Safety belt education, not enforcement, is planned for truck drivers

One of every two commercial truck drivers isn't using a safety belt, according to a survey conducted by the Federal Motor Carrier Safety Administration (FMCSA). A consequence is that about one-third of the truckers killed in 2002 were ejected from their vehicles.

The researchers observed belt use by truck drivers in 2002 at locations that included truck stops and freeway exit ramps in the 12 states with the highest amounts of truck travel. Among the 3,909 truckers who were observed, safety belt use varied by type of truck. Dump truck drivers used their belts an average of 26 percent of the time, the lowest rate observed. The highest belt use rate (67 percent) was observed among drivers of trucks hauling hazardous materials. Drivers for local or independently owned motor carriers had lower use rates than truckers driving for national or major regional carriers.

These belt use rates compare with a national average of 75 percent in 2002 among drivers of passenger cars, pickup trucks, and SUVs (see "Washington state sets example for belt use," Jan. 11, 2003).

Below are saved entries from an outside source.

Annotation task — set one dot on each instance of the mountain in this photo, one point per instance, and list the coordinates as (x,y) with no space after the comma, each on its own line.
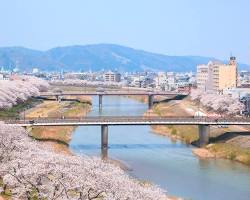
(98,57)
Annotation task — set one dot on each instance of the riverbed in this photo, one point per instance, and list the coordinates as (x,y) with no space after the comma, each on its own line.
(157,159)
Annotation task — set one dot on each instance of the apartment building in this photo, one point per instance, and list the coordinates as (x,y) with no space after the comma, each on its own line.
(217,76)
(112,77)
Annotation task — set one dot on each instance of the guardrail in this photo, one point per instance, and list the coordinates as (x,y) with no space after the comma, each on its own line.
(130,119)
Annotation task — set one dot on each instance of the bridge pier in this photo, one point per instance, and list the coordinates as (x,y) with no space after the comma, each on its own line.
(104,131)
(150,101)
(100,101)
(203,134)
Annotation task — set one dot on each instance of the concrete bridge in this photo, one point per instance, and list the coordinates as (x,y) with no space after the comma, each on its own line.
(150,95)
(104,121)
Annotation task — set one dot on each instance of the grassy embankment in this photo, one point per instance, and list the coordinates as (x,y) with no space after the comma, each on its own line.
(58,136)
(225,142)
(16,110)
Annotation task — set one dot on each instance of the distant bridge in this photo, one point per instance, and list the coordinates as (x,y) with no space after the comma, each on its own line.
(105,121)
(150,95)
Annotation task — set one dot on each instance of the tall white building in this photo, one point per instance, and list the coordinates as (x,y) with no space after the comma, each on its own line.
(112,77)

As a result of FMCSA's findings, U.S. Transportation Secretary Norman Y. Mineta announced an extensive research and educational campaign to encourage truckers to buckle up. "If you are one of the more than five and a half million truck drivers who choose not to wear your safety belt, I have a message for you. Uncle Sam wants you to, no, needs you to buckle up," Mineta said at a press event in Atlanta late last year. In addition, FMCSA signed a pledge along with commercial trucking associations, a truck driver association, and an organization that represents roadside inspectors to "work together to promote [commercial motor vehicle] driver safety belt education."

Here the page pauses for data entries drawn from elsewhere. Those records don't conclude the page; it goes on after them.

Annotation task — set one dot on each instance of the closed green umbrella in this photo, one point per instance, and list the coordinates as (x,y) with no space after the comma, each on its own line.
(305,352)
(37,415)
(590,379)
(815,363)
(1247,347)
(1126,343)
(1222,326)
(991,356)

Conspicuously absent from both FMCSA's pledge and Mineta's announcement of new educational initiatives is any mention of stepped-up enforcement of existing federal requirements for belt use by commercial drivers who cross state lines. State officials are responsible for enforcing these requirements during roadside safety inspections. But FMCSA's estimates of citations issued at roadside inspections during 2002 indicate that the inspectors rarely cite truckers for not using belts.

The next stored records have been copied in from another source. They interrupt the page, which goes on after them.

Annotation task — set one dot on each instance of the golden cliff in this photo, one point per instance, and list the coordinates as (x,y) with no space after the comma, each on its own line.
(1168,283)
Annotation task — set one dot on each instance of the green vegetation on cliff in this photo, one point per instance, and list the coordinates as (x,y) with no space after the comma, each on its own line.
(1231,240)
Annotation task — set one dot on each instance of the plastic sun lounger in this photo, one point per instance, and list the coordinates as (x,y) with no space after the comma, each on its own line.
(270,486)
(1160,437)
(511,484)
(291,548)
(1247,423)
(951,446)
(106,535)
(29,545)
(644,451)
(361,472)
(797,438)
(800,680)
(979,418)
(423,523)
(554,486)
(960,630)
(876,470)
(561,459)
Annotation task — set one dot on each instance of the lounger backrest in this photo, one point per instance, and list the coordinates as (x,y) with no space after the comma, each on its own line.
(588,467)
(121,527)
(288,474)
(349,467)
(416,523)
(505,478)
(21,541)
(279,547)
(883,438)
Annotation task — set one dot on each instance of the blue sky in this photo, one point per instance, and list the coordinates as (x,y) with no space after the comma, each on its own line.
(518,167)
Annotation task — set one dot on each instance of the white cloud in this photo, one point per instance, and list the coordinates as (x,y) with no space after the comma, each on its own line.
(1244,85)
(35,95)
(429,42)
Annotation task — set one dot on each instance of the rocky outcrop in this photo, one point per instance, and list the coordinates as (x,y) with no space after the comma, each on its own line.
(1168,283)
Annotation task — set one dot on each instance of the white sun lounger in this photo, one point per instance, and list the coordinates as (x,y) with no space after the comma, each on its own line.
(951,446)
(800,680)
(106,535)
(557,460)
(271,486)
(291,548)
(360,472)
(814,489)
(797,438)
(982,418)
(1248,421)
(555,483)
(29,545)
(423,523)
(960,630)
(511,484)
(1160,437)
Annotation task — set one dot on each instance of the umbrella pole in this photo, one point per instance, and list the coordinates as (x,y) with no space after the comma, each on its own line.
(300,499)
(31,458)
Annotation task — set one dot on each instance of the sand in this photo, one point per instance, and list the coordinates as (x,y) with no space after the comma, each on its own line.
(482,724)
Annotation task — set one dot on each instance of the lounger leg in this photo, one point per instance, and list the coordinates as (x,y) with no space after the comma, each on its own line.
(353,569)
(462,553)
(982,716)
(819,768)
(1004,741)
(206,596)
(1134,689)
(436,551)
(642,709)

"It's a serious omission for the Transportation Department to shortchange enforcement," Anne McCartt, senior research analyst at the Institute, points out. "An abundance of research going back years and years indicates the ineffectiveness of education by itself in getting people to buckle up. If roadside inspectors, together with motor carriers, enforced the federal belt regulation more consistently, the percentage of commercial drivers using belts would be expected to rise."